The problem with using averages to project the damage caused by ransomware is that they tend to make us forget about the sizable number that fall outside this band.
Downtime—how long it takes to recover from an attack—is an interesting case in point. Data company Statista estimates the average downtime after a ransomware attack against U.S. organizations in the final quarter of 2021 was 20 days, a slight fall from a year peak of 23 days that summer.
Gathered from a variety of sources, three weeks is probably an accurate reflection of what most organizations experience after a ransomware attack. But this still begs the question of what is meant by “downtime.” Clearly, getting an organization back in business isn’t the same as restoring all systems that might have been disrupted, which could take weeks longer.
And, of course, there are always cases where the downtime is far longer. Take the case of SEC Info, a small data business run by owner Fran Finnegan that found itself struggling for a lot longer than mere weeks.
According to the Los Angeles Times, the company’s systems were hit by an unidentified ransomware attack in June 2021. Finnegan expected to take a few weeks to reinstate full operations.
In reality, it took more than a year to bring the company back up. But what makes this story worth recounting is why it took so long to recover, and what made the attack possible in the first place.
It started with the infamous Yahoo data breach of 2013, not disclosed until 2016. This gave attackers lots of Yahoo accounts to aim at with password crackers, including Finnegan’s. Wisely, he changed his password after the attack—but forgot he’d used the same password to secure access to an admin account for SEC Info.
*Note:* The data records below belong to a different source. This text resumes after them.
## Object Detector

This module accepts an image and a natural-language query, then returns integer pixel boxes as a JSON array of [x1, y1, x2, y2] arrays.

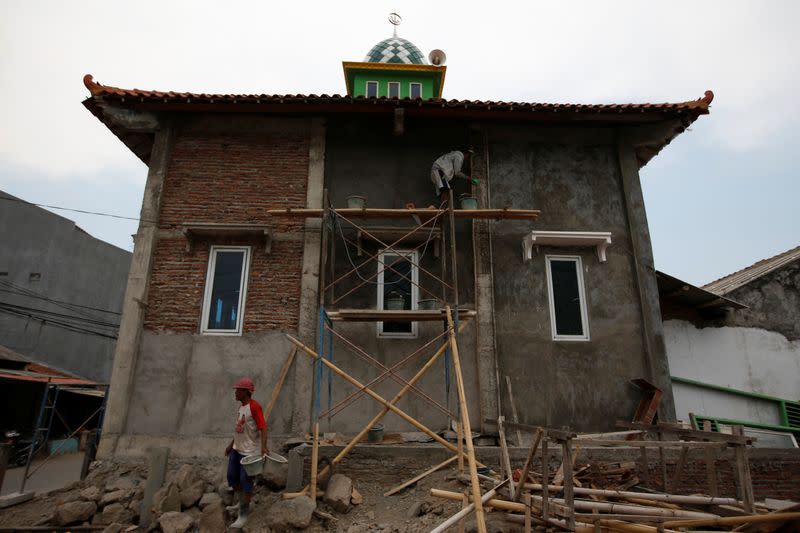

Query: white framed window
[[545, 255, 589, 341], [378, 250, 419, 338], [200, 246, 250, 335]]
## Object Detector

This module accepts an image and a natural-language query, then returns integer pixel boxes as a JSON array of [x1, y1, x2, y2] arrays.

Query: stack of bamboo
[[431, 417, 800, 533]]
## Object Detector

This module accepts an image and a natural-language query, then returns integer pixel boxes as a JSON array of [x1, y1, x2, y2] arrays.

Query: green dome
[[364, 37, 425, 65]]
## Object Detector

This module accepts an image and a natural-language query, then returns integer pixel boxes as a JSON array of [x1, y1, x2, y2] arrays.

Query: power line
[[0, 196, 156, 224]]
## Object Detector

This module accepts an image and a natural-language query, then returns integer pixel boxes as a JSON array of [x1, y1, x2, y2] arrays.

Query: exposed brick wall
[[144, 128, 309, 333]]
Heading to vacation in 2021, he activated this account for remote access, opening a window of opportunity:
“Beginning last June 26, hackers pinged his system 2.5 million times with stolen Yahoo passwords, finally hitting on the right one.”
Naturally, Finnegan had backed up the company’s data, but recovering that data in its entirety turned out to be more complex than he’d assumed.
First, a small but important amount of recent data hadn’t been backed up. But the bigger problem was the software he’d written for the company going back a quarter of a century. Reconstituting this proved complex, because in some cases he’d forgotten how it had been configured.
This was on top of trying to keep the attackers that were inside his systems from continuing their wrecking spree.
The first lesson is not to assume that weaknesses are current. Some might go back years or even decades, making them much harder to detect.
Second, no matter how secure a password is, without authentication it’s vulnerable.
Third, legacy software is a recovery issue. It’s old, it’s vulnerable, and it might also be hard to put back together again within that Statista average of a three-week recovery. You might think your company is average—but don’t assume you’ll be that lucky.